Book Review: Lion of the Sun by Harry Sidebottom

And so onto the third book in the Warrior of Rome series featuring the very real historical figure of Ballista, an officer in the third century Roman army, a man of Germanic birth sent to defend the eastern borders against the growing threat of the Sassanid empire.

Ballista and the Emperor Valerian are in a bit of a pickle. Betrayed by Macrianus the Lame, they are captured by Sassanid forces and sent before Shapur himself. As the story begins, Valerian has been forced to prostrate himself before The King of Kings and Ballista is sworn to an oath that he must break if he is to see his family again and assist Valerian in taking back his empire. He is reminded of another oath that he broke many years before, one that is covered at the beginning of the first book.

I was disappointed with the second book, though I appreciated the character development I felt that the plot at times appeared direction-less. That’s not to say that it was a bad book – it wasn’t. I also appreciate that the second book in any series is always going to be difficult.

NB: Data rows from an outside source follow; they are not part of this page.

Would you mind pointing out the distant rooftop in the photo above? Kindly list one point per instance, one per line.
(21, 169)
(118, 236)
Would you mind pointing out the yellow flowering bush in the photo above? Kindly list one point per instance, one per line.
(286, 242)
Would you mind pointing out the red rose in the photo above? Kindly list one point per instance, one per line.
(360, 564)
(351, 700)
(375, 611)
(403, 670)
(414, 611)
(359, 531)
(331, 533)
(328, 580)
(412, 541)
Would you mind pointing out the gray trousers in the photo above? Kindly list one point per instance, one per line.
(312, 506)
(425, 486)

They tend to focus more on exploring characters and if the author is still getting to grips with his characters and his universe then they can sometimes come across as disjointed.

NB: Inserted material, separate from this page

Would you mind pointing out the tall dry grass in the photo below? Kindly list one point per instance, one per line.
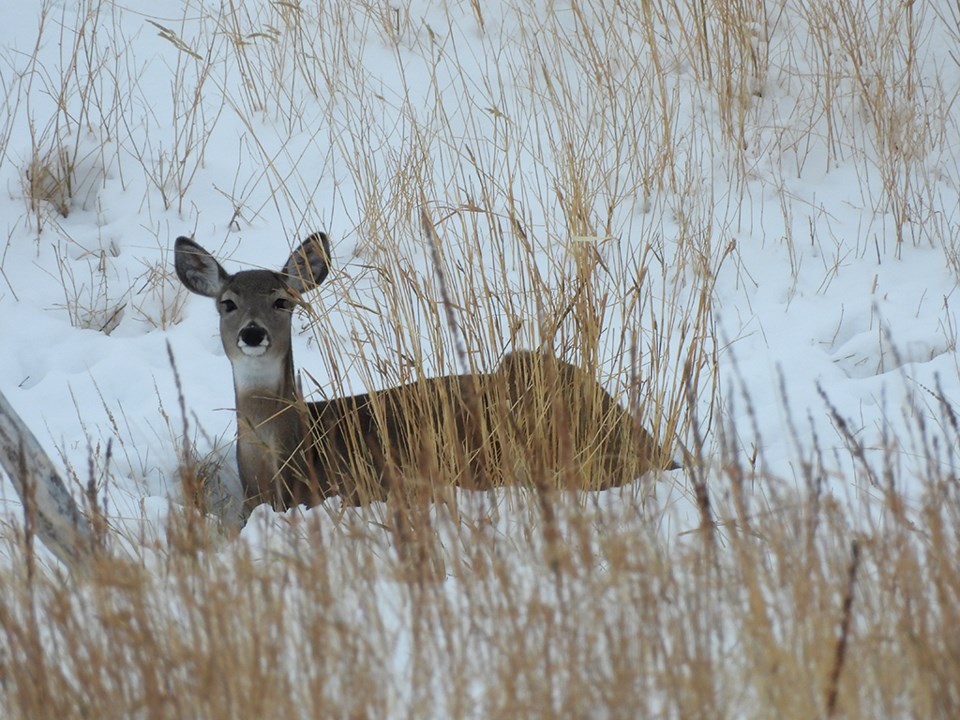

In the third of what is expected to be a 12 book series, the author has fused the best elements of the first two books and created a rather solid piece of work. It has all the gripping action of the first, including some well illustrated battle scenes, strong characterisation and integrated with historical asides that slot nicely into the narrative and dialogue (not always an easy trick to pull off and considering the author is an academic he gets a double thumbs up).

Again his expertise on the period is used to good effect. As a Professor of History, Sidebottom knows how to apply research to what is a sparse period of documentary evidence for the Roman empire (the third century crisis) a time when Rome is threatened from within and without and there is a sense of unease at the growing cult of Christianity within Roman borders.

Overall I am enjoying this series and looking forward to the paperback release of the fourth book The Caspian Gates this summer.